Legal Tech hat einen Wandel hinter sich: erst Zukunftsmusik, dann Hype, jetzt in den Kanzleien. Doch der Weg zu einem gewinnbringenden Einsatz ist steinig und immer wieder hört man von gescheiterten Projekten (oder von welchen, die trotz hoher Investitionen abgebrochen wurden). KI gehört dabei zu den neueren, aber auch komplexeren Anwendungen, die durchaus einmal näher betrachtet werden sollte – denn das Potenzial für eine Arbeitserleichterung ist groß. In diesem Beitrag beleuchten wir daher die vier – aus unserer Sicht – größten Hindernisse für den Einsatz von KI in der Dokumentenerstellung und wie sie überwunden werden können.

In der täglichen juristischen Arbeit sind enorme Mengen an Text eine große Herausforderung. Selbst wenn fallbezogen Sach- und allgemeine (oder spezielle) Fachkenntnisse vorhanden sind, müssen umfassende Schriftsätze gelesen, systematisch aufbereitet und (abschließend) bearbeitet werden.

Die Dokumentenerstellung ist zwar repetitiv, jedoch nie gleich – das lässt eine technische Bearbeitung oder gar Automatisierung unmöglich erscheinen. Wir beschäftigen uns im Folgenden mit vier Hindernissen, die eine Automatisierung der Textarbeit erschweren:

  1. Zu große sprachliche Varianz in den Texten.
  2. Mangel an Trainingsdaten für die Dokumentenerstellung.
  3. Anwaltliche Expertise und Erfahrung für eine vernünftige juristische Beurteilung wird benötigt.
  4. Der innere bzw. wirtschaftliche Schweinehund muss überwunden werden.

Hindernis 1: Zu viel Varianz!

Obwohl in vielen Dokumententypen wiederkehrende Themen diskutiert werden, ist die sprachliche Varianz enorm: Dokumentstruktur, Argumentationsketten, Formulierungen und Dokumentgestaltung unterscheiden sich. Verfahren oder Lösungen, die zum Beispiel auf Stichwörtern basieren, lassen sich leicht aushebeln, wodurch die Automatisierung verhindert wird. Alle Varianten zu pflegen, verbietet sich aufgrund des enormen Aufwands.

Weit gefehlt! Moderne Ansätze, die sich Methoden der KI bedienen, können mit derartigen Problemen umgehen. Sprachliche Varianz stellt für sie kein Hindernis dar: KI-Sprachmodelle können heute dergestalt umgesetzt werden, dass sie – zu einem gewissen Maß – sprachliches Verständnis entwickeln.
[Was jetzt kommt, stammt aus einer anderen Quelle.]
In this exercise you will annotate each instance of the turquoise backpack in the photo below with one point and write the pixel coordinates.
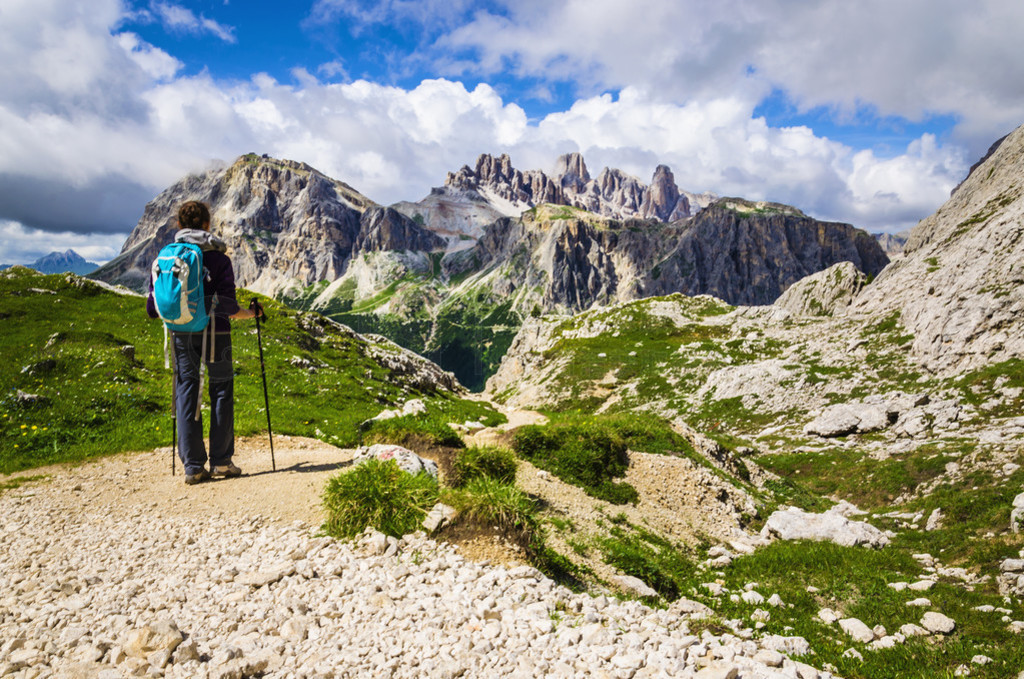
(177, 293)
(177, 288)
Dieses kann dann genutzt werden, um allgemeines Textverständnis unabhängig vom Wortlaut zu erzeugen.

Hindernis 2: Trainingsdaten für die Dokumentenerstellung fehlen!

Nun gut, denkt man, nutzen wir also KI. Doch in den Medien ist immer von Machine Learning oder Deep Learning die Rede. Hier trainieren Informatiker künstliche neuronale Netze so, dass sie wiederkehrende Muster erkennen und entsprechend reagieren können. Dafür benötigt man Trainingsdaten, genauer „Paare”, die aus einem Beispiel und einer sogenannten Annotation (oder Musterlösung) bestehen. Derartige Verfahren nutzt man zum Beispiel bei der Objekterkennung in Bildern oder beim Sortieren von Spam-E-Mails. Ein Bild und die Information „hier ist ein Vogel zu sehen” können beispielsweise ein solches Paar bilden. Ein anderes Beispiel ist eine E-Mail und die damit verknüpfte Information „dies ist Spam” oder „dies ist eine legitime E-Mail”.
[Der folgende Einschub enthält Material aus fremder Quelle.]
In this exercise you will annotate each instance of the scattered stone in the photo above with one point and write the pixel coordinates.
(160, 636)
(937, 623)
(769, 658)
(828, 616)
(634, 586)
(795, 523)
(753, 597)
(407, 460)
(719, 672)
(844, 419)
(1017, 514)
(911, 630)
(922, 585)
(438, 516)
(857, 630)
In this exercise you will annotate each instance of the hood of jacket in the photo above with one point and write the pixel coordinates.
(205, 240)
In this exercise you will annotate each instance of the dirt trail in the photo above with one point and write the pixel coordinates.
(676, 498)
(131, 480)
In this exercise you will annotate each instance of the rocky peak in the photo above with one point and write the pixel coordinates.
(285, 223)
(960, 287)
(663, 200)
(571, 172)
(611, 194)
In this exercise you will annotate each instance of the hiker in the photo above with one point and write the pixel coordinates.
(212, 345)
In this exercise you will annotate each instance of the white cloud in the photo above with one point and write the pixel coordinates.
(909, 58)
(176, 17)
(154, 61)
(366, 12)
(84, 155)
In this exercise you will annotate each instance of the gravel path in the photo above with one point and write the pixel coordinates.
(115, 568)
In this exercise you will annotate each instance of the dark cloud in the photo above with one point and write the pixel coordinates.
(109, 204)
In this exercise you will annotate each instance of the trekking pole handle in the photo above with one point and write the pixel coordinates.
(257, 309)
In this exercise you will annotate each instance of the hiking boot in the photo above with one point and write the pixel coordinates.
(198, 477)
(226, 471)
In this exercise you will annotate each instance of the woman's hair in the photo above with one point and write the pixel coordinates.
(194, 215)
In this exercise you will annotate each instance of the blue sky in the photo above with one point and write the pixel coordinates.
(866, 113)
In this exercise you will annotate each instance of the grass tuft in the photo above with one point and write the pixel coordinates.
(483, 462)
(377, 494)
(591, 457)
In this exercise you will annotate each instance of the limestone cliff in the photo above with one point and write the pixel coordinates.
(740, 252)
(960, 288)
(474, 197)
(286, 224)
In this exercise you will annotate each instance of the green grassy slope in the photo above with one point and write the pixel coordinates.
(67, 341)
Doch die benötigten Trainingsdaten sind immens: Der weithin bekannte Datensatz ImageNet umfasst über 14 Mio. (!) Bilddateien inklusive menschlicher Annotationen. Die Datenmengen für Googles C4 (ein aktuelles KI-Sprachmodell) sind unvorstellbar groß: Es wurde auf fast 37 GB Text[1] trainiert, was etwa 7500 mal der deutschen Ausgabe der Bibel (altes und neues Testament) entspricht. Derart umfangreiche Trainingsdaten sind im juristischen Umfeld kaum verfügbar und im europäischen Rechtsraum praktisch nicht vorhanden. Hinzu kommen rechtliche Fragestellungen wie, „darf ich mit diesen Daten überhaupt trainieren?” Das Training einer spezifischen Künstlichen Intelligenz ist folglich unpraktikabel – insbesondere, da man für jeden Anwendungsfall ein neues Training und damit neue, manuell annotierte Trainingsdaten benötigt. Diese zu erzeugen, ist in etwa so teuer, wie die Aufgaben direkt von Clickworkern erledigen zu lassen.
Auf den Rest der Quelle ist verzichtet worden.